Students and staff at Elk Island Public Schools (EIPS) celebrated Ribbon Skirt-Shirt Day on Wednesday (Jan. 7).

“The purpose is for Indigenous staff and students to proudly wear their ribbon skirts and ribbon shirts to show pride in their culture and increase visibility within Division spaces,” said Cheryl Devin, a First Nations, Métis and Inuit Education consultant at EIPS. “For allies that have been gifted ribbon shirts or skirts, it’s an opportunity for them to show solidarity as well.”

There were several events leading up to Ribbon Skirt-Shirt Day, with EIPS holding a workshop for Indigenous students on January 30 and 31.

“This day reminds us that before we look to judge, we should first seek to understand. By doing so, we foster learning and working environments that showcase diversity in the most vibrant and beautiful ways, just like the different colours, patterns and fabrics of ribbon skirts and shirts,” said Cathy Allen, board chair of EIPS.

The first National Ribbon Skirt Day was held back in 2023 when Isabella Kulak wore a ribbon skirt to her elementary school’s formal dress day.
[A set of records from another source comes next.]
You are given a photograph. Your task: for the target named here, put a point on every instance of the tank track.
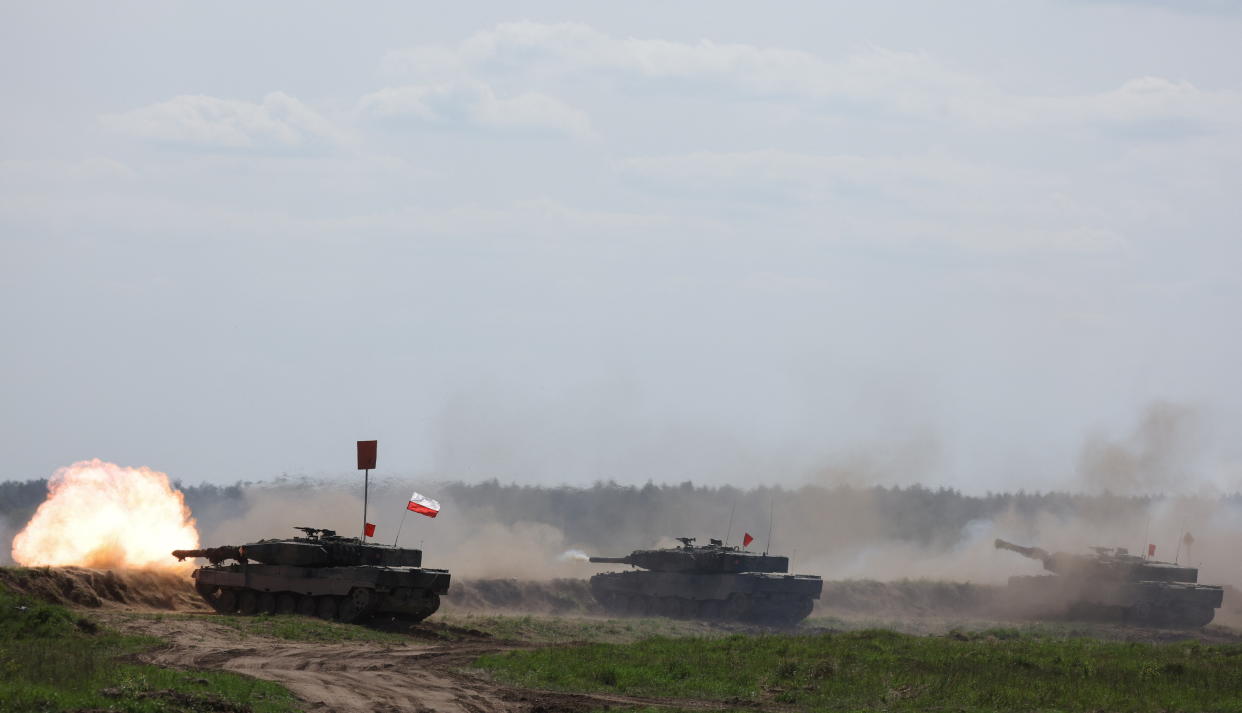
(773, 610)
(1171, 610)
(359, 605)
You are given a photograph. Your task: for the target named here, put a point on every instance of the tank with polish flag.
(424, 506)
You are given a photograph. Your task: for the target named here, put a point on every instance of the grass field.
(1000, 670)
(54, 660)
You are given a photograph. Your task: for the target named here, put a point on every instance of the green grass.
(997, 670)
(54, 660)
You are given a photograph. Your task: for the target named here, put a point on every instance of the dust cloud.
(838, 524)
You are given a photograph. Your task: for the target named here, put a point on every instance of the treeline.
(612, 517)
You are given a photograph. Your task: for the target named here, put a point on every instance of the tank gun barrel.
(1031, 552)
(214, 554)
(611, 560)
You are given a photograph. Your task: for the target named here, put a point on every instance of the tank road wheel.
(306, 605)
(247, 603)
(286, 603)
(357, 605)
(267, 603)
(429, 605)
(326, 606)
(227, 601)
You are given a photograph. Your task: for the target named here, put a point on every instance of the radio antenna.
(771, 506)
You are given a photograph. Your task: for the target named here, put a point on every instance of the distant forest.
(606, 514)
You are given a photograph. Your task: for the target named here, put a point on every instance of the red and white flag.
(424, 506)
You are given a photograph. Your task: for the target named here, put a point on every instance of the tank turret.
(711, 558)
(319, 574)
(1144, 590)
(707, 581)
(1107, 563)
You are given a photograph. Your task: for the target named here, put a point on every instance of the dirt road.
(362, 676)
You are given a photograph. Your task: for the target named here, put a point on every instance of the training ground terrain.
(90, 640)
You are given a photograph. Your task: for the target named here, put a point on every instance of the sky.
(980, 245)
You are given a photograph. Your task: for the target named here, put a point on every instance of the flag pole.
(365, 462)
(367, 487)
(401, 524)
(768, 543)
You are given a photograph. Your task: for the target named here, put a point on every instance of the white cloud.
(476, 104)
(280, 122)
(575, 47)
(896, 200)
(906, 83)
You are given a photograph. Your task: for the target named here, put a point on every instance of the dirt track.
(360, 676)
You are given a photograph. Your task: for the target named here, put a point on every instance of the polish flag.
(424, 506)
Kulak was shamed for her skirt and told that it didn’t count as formal dress.

This is what led to the Canadian Government acknowleding the cultural significance of the ribbon skirt and recognizing January 4 as National Ribbon Skirt Day.

Although the day is usually held in January, it was pushed back at EIPS schools due to the day falling on their winter break.

EIPS Students wearing ribbon skirts.